While working on an updated paper of the MECAI proposal (which I hope to post in the next couple of days), the following orthogonal idea came to me. I don't know whether it is a new idea, or whether it has been discussed/mentioned before.

Let's say the owner of a domain learns that a rogue certificate for their domain has been issued, and is being controlled by an attacker. (For example because of a user's report, who used any of the systems that may help to detect a rogue certificate.)

The rogue certificate will be revoked, but because of today's reality of incomplete revocation checking, the victim might be unable to perform revocation checking and still be attackable.

The following idea only helps against those attackers who can only temporarily control act as a MITM, who only temporary control the network connection between a client and a server, such as users with mobile devices, and may only help with sites that are visited frequently by the user.

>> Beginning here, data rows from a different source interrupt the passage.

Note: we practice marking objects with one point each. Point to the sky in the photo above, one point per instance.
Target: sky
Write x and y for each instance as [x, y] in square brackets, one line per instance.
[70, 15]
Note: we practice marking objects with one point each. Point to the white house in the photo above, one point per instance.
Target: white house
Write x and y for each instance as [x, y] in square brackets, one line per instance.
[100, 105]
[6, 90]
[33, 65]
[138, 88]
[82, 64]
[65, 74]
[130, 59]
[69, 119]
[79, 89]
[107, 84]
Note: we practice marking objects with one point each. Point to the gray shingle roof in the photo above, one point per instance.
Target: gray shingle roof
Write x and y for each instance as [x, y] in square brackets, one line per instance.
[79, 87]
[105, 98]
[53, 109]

As soon as the certificate has been revoked, the domain owner is able to obtain an OCSP response for the rogue certificate. The domain owner could configure their server to include this OCSP response in all TLS handshakes, even though this OCSP response is unrelated to the server certificate actually being used.

If clients had a persistent OCSP cache, in particular bundled with a persistent OCSP cache for all revocation events, then users/clients could potentially learn about important revoked certificates in advance, for the servers they frequently visit.

I believe this is an argument for getting OCSP stapling (and in particular "multi OCSP stapling" as proposed by Yngve Pettersen) implemented and widely deployed more quickly.

Actually, here is an expansion of this idea, not sure if it is practial. We could invent a new communication protocol between servers and CA's OCSP servers.

Servers could be allowed to contact (daily) each of the publicly known CAs. The server could ask "do you know about any revoked certificates for my server's hostname?". Assuming the CA has a database of their incorrectly issued certificates, it could lookup the affected certificates, produce a revocation OCSP response for each of them, and send them back to the server. This way, information about compromised certificates could be distributed automatically, only between the parties that are really interested in such certificates.

Of couse, this "advance OCSP stapling" doesn't help if the user connects to the system for the first time, or visits the system infrequently and therefore doesn't have a chance to learn about the rogue certificate early. That's where MECAI might be able to help.